My invention concerns a system for recording information, such as audio signals, on magnetic record media notably including magnetic tape. More specifically, my invention deals with such a magnetic recording system incorporating the concept of variable, signal-controlled recording bias and equalization to suit the spectrum of the information signal being recorded.
The magnetic recording of information on tape or like recording media requires the feeding of a high-frequency signal, termed a bias, to the recording head together with the information signal being recorded, for the reduction of distortion. The information signal must further undergo a corrective process called equalization, and must be fed to the recording head at a suitable level, to be properly recorded on magnetic tape or the like.
The magnitude of the high frequency bias current had long been fixed at a value chosen in view of the expected relative levels of the low and high frequencies of the input spectrum. The choice was a compromise one, however. The conventional fixed values of bias were usually too high for high frequencies, inhibiting their faithful recording or playback. Thus the tape decks or similar devices built on the fixed bias principle did not necessarily satisfy the discriminating ears of audiophiles.
A solution to the above problem is the Dolby headroom extension (HX) system proposed by Kenneth Gundry, of Dolby Laboratories, Inc., at the 64th convention of the Audio Engineering Society (AES) held in November, 1979, in New York City (available in written form as an AES preprint entitled "Headroom Extension for Slow-Speed Magnetic Recording of Audio"). The Dolby HX system (shown in FIG. 1 of the attached drawings) includes a control circuit for reducing bias in response to high levels at high frequencies of the program being recorded. The reduced bias makes it possible to make an accurate recording of the high frequencies without sacrifice of performance of low frequencies.

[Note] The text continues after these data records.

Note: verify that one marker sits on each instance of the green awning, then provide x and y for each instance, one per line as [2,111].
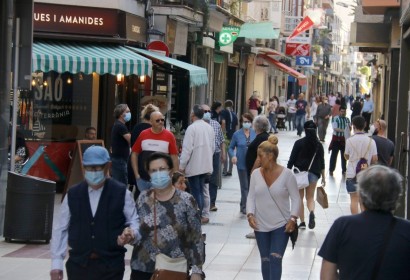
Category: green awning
[259,30]
[197,75]
[88,58]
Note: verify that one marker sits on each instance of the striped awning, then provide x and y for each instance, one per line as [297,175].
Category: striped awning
[197,75]
[88,58]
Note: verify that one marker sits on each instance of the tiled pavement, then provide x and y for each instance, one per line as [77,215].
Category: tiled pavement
[229,255]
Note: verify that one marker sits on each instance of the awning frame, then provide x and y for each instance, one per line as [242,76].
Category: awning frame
[88,58]
[198,76]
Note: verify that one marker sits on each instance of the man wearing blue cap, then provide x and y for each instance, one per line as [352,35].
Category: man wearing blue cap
[97,218]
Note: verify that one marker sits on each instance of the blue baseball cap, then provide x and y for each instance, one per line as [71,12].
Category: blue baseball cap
[95,155]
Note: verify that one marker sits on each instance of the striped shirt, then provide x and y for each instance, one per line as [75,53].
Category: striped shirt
[341,123]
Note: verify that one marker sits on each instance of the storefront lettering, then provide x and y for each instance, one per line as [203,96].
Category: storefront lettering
[68,19]
[49,94]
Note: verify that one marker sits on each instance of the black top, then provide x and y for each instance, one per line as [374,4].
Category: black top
[356,108]
[354,244]
[119,146]
[302,155]
[136,131]
[252,152]
[385,149]
[231,121]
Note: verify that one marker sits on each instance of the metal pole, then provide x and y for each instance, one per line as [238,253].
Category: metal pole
[16,92]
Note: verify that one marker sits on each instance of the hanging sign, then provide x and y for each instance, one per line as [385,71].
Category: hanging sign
[228,35]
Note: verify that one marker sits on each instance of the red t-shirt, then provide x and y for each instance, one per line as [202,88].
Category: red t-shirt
[156,142]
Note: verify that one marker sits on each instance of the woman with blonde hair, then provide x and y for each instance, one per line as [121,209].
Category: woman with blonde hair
[272,207]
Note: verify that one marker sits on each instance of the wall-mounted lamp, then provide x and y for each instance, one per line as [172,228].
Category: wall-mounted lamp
[120,78]
[142,79]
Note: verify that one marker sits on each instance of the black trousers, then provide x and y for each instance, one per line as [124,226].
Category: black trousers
[367,116]
[140,275]
[95,270]
[336,147]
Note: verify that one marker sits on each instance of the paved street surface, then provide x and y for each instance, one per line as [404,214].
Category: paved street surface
[229,255]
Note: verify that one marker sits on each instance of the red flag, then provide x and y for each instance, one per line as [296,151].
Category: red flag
[304,25]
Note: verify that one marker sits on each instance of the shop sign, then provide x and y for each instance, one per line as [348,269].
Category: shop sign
[75,19]
[303,60]
[228,35]
[136,28]
[295,49]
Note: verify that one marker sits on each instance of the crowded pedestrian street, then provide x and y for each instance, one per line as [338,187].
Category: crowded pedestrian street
[229,254]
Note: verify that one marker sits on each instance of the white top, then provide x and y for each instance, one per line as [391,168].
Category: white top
[291,105]
[198,148]
[356,147]
[60,232]
[286,194]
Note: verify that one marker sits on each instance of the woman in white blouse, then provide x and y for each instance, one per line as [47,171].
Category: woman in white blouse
[272,208]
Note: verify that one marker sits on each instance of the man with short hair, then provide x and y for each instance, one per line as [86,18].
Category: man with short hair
[367,111]
[340,124]
[291,114]
[196,158]
[153,139]
[385,147]
[229,124]
[97,218]
[218,156]
[90,133]
[301,110]
[357,146]
[120,143]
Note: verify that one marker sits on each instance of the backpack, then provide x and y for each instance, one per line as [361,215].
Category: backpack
[363,164]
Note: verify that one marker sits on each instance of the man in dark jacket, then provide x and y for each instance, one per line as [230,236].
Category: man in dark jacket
[97,218]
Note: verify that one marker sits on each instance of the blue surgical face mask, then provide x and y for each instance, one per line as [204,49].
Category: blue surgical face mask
[207,116]
[127,117]
[247,125]
[94,178]
[160,179]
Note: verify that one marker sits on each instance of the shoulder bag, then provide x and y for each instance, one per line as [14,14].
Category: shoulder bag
[167,268]
[302,177]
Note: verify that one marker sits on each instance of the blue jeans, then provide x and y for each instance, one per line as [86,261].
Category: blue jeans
[272,246]
[196,184]
[272,121]
[119,170]
[300,121]
[244,183]
[213,180]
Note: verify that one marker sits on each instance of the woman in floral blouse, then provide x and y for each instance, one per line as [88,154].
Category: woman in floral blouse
[178,225]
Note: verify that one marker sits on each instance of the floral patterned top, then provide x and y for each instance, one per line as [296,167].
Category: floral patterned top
[178,231]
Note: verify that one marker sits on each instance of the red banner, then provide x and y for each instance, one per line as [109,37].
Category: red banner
[294,49]
[304,25]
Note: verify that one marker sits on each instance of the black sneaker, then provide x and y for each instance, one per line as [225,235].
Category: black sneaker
[302,225]
[312,223]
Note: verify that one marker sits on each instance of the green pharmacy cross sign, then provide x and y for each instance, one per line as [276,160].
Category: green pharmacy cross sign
[228,35]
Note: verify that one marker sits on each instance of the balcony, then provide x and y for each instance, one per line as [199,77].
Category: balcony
[328,4]
[289,23]
[379,7]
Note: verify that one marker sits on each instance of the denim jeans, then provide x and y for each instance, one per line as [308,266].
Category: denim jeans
[272,121]
[196,184]
[119,170]
[272,246]
[243,181]
[213,181]
[300,121]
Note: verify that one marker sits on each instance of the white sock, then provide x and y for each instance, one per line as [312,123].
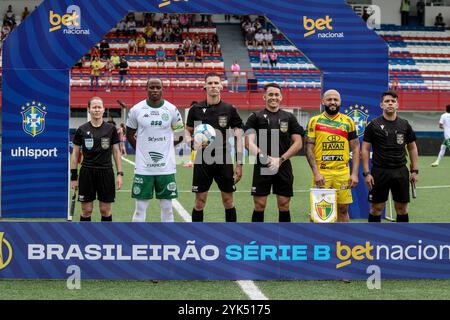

Admittedly, the Dolby HX system enables the addition of nearly optimum bias to the information signal of varying frequencies from moment to moment. It does, however, possess its own drawbacks.
Both channels of a stereophonic magnetic recording system according to the Dolby HX scheme share one and the same bias oscillator and its control means. With changes in bias voltage applied to the bias oscillator, therefore, corresponding variations in bias current occur in both channels. This presents no problem at all as long as the signals on the two channels have the same frequencies and the same levels. A problem arises when, as is usually the case with audio signals, the signal frequencies and levels differ between the two channels. An obvious solution is to provide a different bias oscillator, as well as associated control means, for each channel, but this will make the circuit configuration unnecessarily complex.
Another objection to the Dolby HX system comes from the fact that the bias oscillator must also deliver its output to the erase head or heads. Since the bias changes take place at the bias oscillator itself, the magnitude of the erase signal varies inevitably. Thus the erase head or heads will not offer a uniform erasing function.